Уже целые две недели это новое произведение Дилана доносилось буквально из каждого радиоприемника в Гринич-Виллидже, лилось изо всех окон, широко раскрытых как будто для того, чтобы заманить внутрь последние порции кислорода из уличной духоты, и звуки этой мелодии казались переменчивыми, будто подверженными морской болезни. Эти презрительно-вопрошающие нотки как бы вынуждали каждого одинокого человека дать ответ хотя бы себе самому: ну, и каково это? Томми догадывался, что в данном случае Бобби ему ничем не помог бы, потому что Дилан, в отличие от Томми, никогда не был женат и не знал, каково это – когда жена начинает терять к нему интерес. Но, каков бы ни был опыт Дилана (или его отсутствие) как автора этой жалкой песни, она, похоже, только усиливала одиночество: всякий раз, когда она звучала, казалось, будто к твоему лицу слишком близко подносят зеркало, заставляют тебя рассматривать собственные глазницы, окруженные серой кожей, вглядываться в пронизанные красными прожилками “желтки” собственных глаз. Вот как действовала эта песня – при том, что формально делала слушателя невидимкой.

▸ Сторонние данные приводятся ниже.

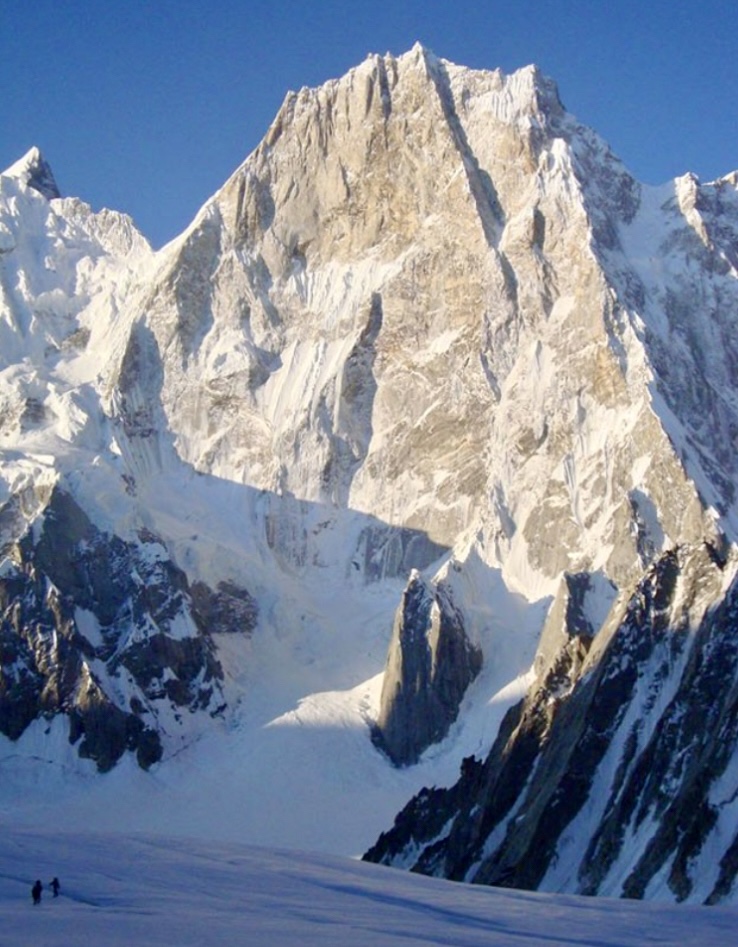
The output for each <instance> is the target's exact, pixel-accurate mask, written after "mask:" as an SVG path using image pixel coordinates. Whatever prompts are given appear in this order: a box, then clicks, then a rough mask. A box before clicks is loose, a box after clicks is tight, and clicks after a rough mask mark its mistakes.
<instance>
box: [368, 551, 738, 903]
mask: <svg viewBox="0 0 738 947" xmlns="http://www.w3.org/2000/svg"><path fill="white" fill-rule="evenodd" d="M731 570H732V572H731ZM734 572H735V563H732V564H731V563H730V562H726V561H725V559H724V558H723V557H722V556H721V555H720V554H718V553H717V552H716V550H715V549H713V548H711V547H708V546H707V545H703V546H701V547H691V548H689V547H683V548H680V549H677V550H673V551H671V552H668V553H666V554H664V555H663V556H661V557H660V558H659V559H658V560H657V561H656V562H655V563H654V565H653V566H652V568H651V569H650V570H649V572H648V573H647V575H646V577H645V578H644V579H643V581H642V582H641V583H640V584H639V585H638V588H637V589H636V591H635V592H634V594H633V595H632V596H631V597H630V599H629V600H619V601H618V602H617V603H615V604H614V605H613V608H612V611H611V613H610V616H609V618H608V619H607V621H606V622H605V623H604V625H603V627H602V628H601V629H600V630H599V631H598V632H597V634H596V635H595V637H594V638H592V637H591V636H590V635H589V634H588V633H587V629H586V627H585V628H584V632H585V633H584V634H579V635H573V636H571V637H569V638H568V639H567V640H566V641H565V642H564V643H563V644H562V646H561V647H560V649H559V651H558V652H557V653H556V654H555V655H553V656H550V657H549V659H548V660H547V661H545V662H542V668H541V670H542V673H541V676H539V678H538V680H537V682H536V684H535V686H534V687H532V688H531V689H530V691H529V692H528V694H527V696H526V697H525V699H524V700H523V701H522V702H521V703H520V704H518V705H517V706H516V707H514V708H513V709H512V710H510V711H509V712H508V714H507V716H506V718H505V720H504V722H503V724H502V727H501V729H500V732H499V735H498V737H497V740H496V742H495V744H494V746H493V748H492V750H491V752H490V754H489V756H488V757H487V759H486V760H485V761H484V764H483V765H482V764H479V766H477V765H474V766H467V767H466V769H465V771H464V772H462V775H461V778H460V780H459V782H458V783H457V784H456V785H455V786H453V787H452V788H450V789H447V790H433V805H432V809H433V819H429V818H428V817H427V811H428V799H429V792H430V791H429V790H424V791H423V792H422V793H421V794H420V795H419V796H417V797H416V798H415V799H414V800H412V801H411V802H410V803H409V804H408V806H407V807H406V808H405V810H404V811H403V812H402V813H401V814H400V816H398V819H397V821H396V823H395V827H394V828H393V829H392V830H391V831H390V832H388V833H386V834H385V835H383V836H382V838H381V839H380V841H379V842H378V843H377V844H376V845H375V846H374V848H373V849H371V850H370V851H369V852H368V853H367V854H366V856H365V857H366V858H367V859H368V860H371V861H381V862H383V863H385V864H399V865H402V866H403V867H412V868H413V870H415V871H420V872H424V873H427V874H433V875H439V876H444V877H448V878H453V879H457V880H462V879H463V880H470V881H473V882H476V883H481V884H492V885H502V886H510V887H521V888H530V889H535V888H543V889H547V888H551V889H553V890H556V889H557V885H563V884H566V886H567V888H568V889H569V890H571V888H572V887H573V886H572V884H571V882H570V880H569V876H570V875H571V874H573V875H574V877H575V879H576V885H575V886H574V887H576V890H578V891H579V892H580V893H584V894H597V893H599V894H601V893H603V892H604V893H614V894H620V895H623V896H626V897H644V896H646V895H647V893H648V889H649V885H653V884H655V883H657V880H658V879H659V878H663V879H665V880H664V882H663V883H664V884H665V885H666V886H667V889H668V891H669V892H670V893H671V895H672V896H673V897H674V898H675V899H677V900H684V899H686V898H688V897H692V896H693V890H694V887H695V884H696V883H697V880H698V879H699V878H700V864H701V859H702V858H703V857H708V856H707V855H706V854H705V853H707V852H708V851H709V838H710V835H711V833H712V832H716V831H720V820H721V813H722V811H723V809H724V808H725V806H727V805H729V804H730V802H731V800H732V799H733V798H734V796H733V795H732V793H733V789H732V788H731V787H732V785H733V783H732V781H731V779H730V771H729V767H730V760H731V758H733V756H734V754H735V752H736V750H738V724H737V723H736V721H737V720H738V696H737V695H738V635H736V629H738V578H735V577H733V578H732V579H731V580H730V581H729V582H726V580H727V579H730V576H731V574H732V573H734ZM565 597H566V596H565ZM715 602H717V603H718V604H714V603H715ZM562 604H563V602H562V600H559V601H558V606H561V605H562ZM570 604H571V599H570ZM556 610H557V605H554V607H553V608H552V612H551V614H552V615H553V614H554V613H555V612H556ZM569 610H570V609H569ZM654 826H655V828H654ZM736 844H738V843H735V844H734V845H733V847H732V848H731V849H729V851H728V852H727V854H726V855H725V856H724V857H723V859H722V861H721V864H720V866H719V871H718V872H717V876H716V879H715V881H714V882H713V883H712V885H711V886H710V887H709V888H708V889H707V890H706V891H705V894H704V900H708V901H716V900H720V898H721V897H724V896H725V894H726V892H728V891H729V890H730V889H731V886H732V884H733V882H734V879H735V876H736V873H737V872H738V863H737V862H736V859H735V857H734V855H732V854H731V852H734V851H735V848H736ZM563 852H565V853H566V855H565V858H564V857H563ZM708 860H709V859H708ZM560 863H561V864H562V865H563V864H565V865H566V867H565V868H563V869H562V870H564V871H565V872H566V873H567V876H566V878H563V877H562V878H559V876H558V874H557V871H559V870H560V869H559V867H558V866H559V864H560ZM710 868H711V870H712V871H713V872H714V869H715V866H710Z"/></svg>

Так вот, значит, в чем главная беда, главная обида Томми? Ну, только если он обманывался, полагая, будто его искусство входит все глубже в его собственную жизнь, – но сейчас он вовсе не питал таких иллюзий. Ему было обидно не столько за себя самого, сколько за Ван Ронка, Клейтона и многих других: всех их заглатывала и извергала обратно, всех их затмевала и забивала эта ядовитая брань, лившаяся из радиоприемника. Каково это – считать себя частью некоего хора голосов, некой зоны, сцены, поля боя, определяемого собственным размахом и значением? Каково это – ощущать свою причастность к фолк-музыке? А если ее не ощущать – что тогда? Что именно боялся Томми облечь в слова – даже наедине с самим собой?
Однако то самое течение, которое только что потерпело крах, было еще и эскизом, подготовкой к какому-то лучшему миру. Томми искренне в это верил, хоть и побоялся бы сознаться. И что же? Когда-то ты думал, что, при всей скудости собственного таланта, ты причастен некоему братству голосов, обладающих куда большей глубиной, чем каждый из поющих в отдельности, – а потом вдруг слышишь буквально на каждом шагу: ты когда-нибудь выступал на разогреве у Дилана? Ты знаком с Диланом? А там был Дилан? А Дилан появится? Ну что, похоже на Дилана? Кажется, я видел Дилана. Это просто второсортный Дилан. Нет, это тебе не Дилан. Может, пора уже сорвать все вывески и переименовать все улицы в честь Дилана? На углу Дилана и Дилана, где я в первый раз увидел Дилана. Но постойте, ведь его уже нигде просто так не увидишь! Он уже не якшается с такими, как вы! Так какая разница – был ты рядом или нет, когда этот ханыга выбирался из грязи в князи? Что лучше – признавать, что в каждой фразе Бобби есть частица общей собственности, или пребывать в блаженном неведении и не знать, где он всего этого наглотался?
“Не мы у него, а он у нас был на разогреве (и заткни хлебало, подонок)”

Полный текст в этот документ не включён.